Motion Analysis and Tracking
The measurement of object or camera motion from video sequences is an important component in many applications. For example, in computer vision systems it enables the identification and tracking of the objects that make up a scene; while in video data compression it provides a means of reducing redundancy - knowing the motion of an object allows its position in successive frames to be predicted, removing the need to retransmit identical frame data and leading to a reduction in the bit rate required to transmit the video. Other applications include the generation of high resolution and panoramic images from video and the automated building of virtual reality environments.Recovering motion from video sequences is a complex task. Factors such as the ambiguity resulting from 3-D to 2-D projection, poor colour contrast, and low spatial-temporal resolution, mean that sophisticated techniques are required in order to obtain reliable motion information. We are working on a range of approaches to tackle such problems. These include:
- the use of affine models to estimate and track complex 2-D motions, such as rotation, dilation and shear.

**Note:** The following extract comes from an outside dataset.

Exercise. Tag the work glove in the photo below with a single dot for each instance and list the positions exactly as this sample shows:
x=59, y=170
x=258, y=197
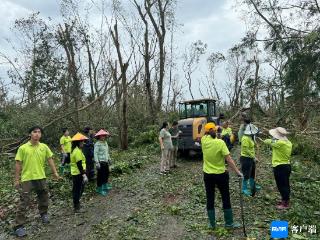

- techniques to deal with multiple component motion regions, such as those encountered at boundaries or within transparent objects.
The techniques being developed are suitable for any application involving motion estimation, although our primary concern is with their use in video data compression. This work aims to enhance existing approaches and to form the basis of the next generation of compression algorithms, particularly those employing object and model-based techniques.